“Because we needed the wood more than I needed warm hands,” she says, but her voice wavers.
“You don’t get to make that call,” I tell her roughly. “Not when it’s your body on the line.”
I pull her closer to the fire, strip off my own gloves, and capture her frozen fingers between my palms. Rub gently, trying to force circulation back without causing damage. Lift them to my mouth and breathe warm air across the white tips.
She’s staring at me with those wide brown eyes that make me want to burn the whole world down to keep her safe. The intimacy of the moment cuts through the lingering adrenaline, the fear, everything.
I keep rubbing, keep breathing warmth, watching color slowly return to her fingertips. Pink creeping back where white had taken hold.
“One thing I don’t understand.” I tell her as I work. “You were outside for four hours yesterday working on that generator and your hands were fine. Meanwhile, this was what, twenty minutes? Thirty at most? It didn’t feel that much colder to me.”

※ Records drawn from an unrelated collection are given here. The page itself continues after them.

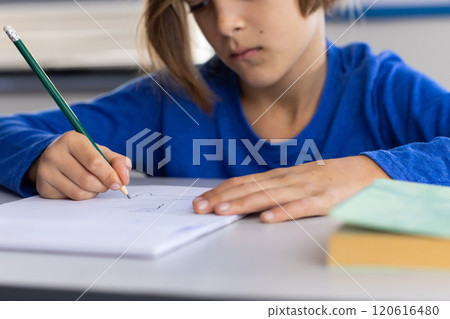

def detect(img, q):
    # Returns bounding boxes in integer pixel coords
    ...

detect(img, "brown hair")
[140,0,337,112]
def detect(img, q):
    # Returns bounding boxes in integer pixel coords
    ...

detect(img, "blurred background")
[0,0,450,114]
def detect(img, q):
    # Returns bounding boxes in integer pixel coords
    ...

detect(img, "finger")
[214,187,300,215]
[194,173,312,214]
[199,168,286,197]
[36,167,98,200]
[69,137,122,190]
[261,191,336,223]
[53,153,108,193]
[36,179,68,199]
[99,146,132,185]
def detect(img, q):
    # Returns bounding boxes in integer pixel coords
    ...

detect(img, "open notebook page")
[0,185,241,258]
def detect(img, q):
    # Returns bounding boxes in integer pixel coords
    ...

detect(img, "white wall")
[327,16,450,89]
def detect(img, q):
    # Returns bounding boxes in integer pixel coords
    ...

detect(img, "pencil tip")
[3,25,20,42]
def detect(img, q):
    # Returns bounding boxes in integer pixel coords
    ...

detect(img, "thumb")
[99,145,132,185]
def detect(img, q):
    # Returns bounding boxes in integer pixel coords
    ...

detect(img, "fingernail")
[217,203,231,213]
[194,197,209,210]
[125,157,133,171]
[262,211,275,222]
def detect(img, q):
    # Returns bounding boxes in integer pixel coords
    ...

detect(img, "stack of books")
[328,180,450,270]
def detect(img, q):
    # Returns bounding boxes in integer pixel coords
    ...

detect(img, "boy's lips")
[230,47,261,61]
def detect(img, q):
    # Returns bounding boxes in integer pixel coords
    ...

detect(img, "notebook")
[0,185,241,258]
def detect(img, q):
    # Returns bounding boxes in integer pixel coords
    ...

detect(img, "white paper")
[0,185,241,258]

She glances down at her fingers, then back up at me. “Fight or flight response. When you’re terrified, your body shunts blood away from extremities to protect vital organs. It’s an evolutionary survival mechanism. Core temperature preservation at the expense of fingers and toes.”
I nod in understanding. “So fear made your hands colder than the actual cold did.”
“Basically.” Her voice is steadier now, slipping into scientist mode. “Yesterday I was focused on the repair work. Problem solving. Today I was scanning for a predator that could kill us. And when we heard it... my sympathetic nervous system went into overdrive and decided my heart and brain needed blood more than my fingers.”
“Fuck,” I hiss.
“It’s better now, though,” she says.
I nod, but keep doing what I’m doing until I’m satisfied her hands are the same temperature as mine.
And I just stare into her eyes.
She returns my gaze, somewhat shyly.
We’re both alive.
Both safe.
Bothhere.
20
Sorrel
We’re still standing by the fireplace, wood scattered haphazardly around us because apparently proper stacking protocols go out the window when you nearly become cougar breakfast and your hands feel like they’re about to fall off.
Speaking of which, my hands are finally warm again. Gregory’s palms are still wrapped around mine, his thumbs making absent circles across my knuckles even though the circulation is clearly back.
Meanwhile my heart is still hammering from the firewood mission. From seeing those massive paw prints circling the food storage. From hearing thatsound.
And Gregory... he was positioned protectively behind me the entire time, like he was ready to jump between me and that two-hundred-pound cat if it decided we looked like lunch.
Gregory, who gave me his expensive jacket so I’d stay warm. Well, it didn’t quite help with my hands, but it’s the thought that counts.
Gregory, who’s staring at me now with a look I can’t quite decipher.
Gregory...
“Sorrel,” he starts, his voice rough.
But I’m already moving.
I don’t even think about it.
One second I’m just standing there stupidly in front of him, the next I’m closing the distance between us and kissing him like my life depends on it.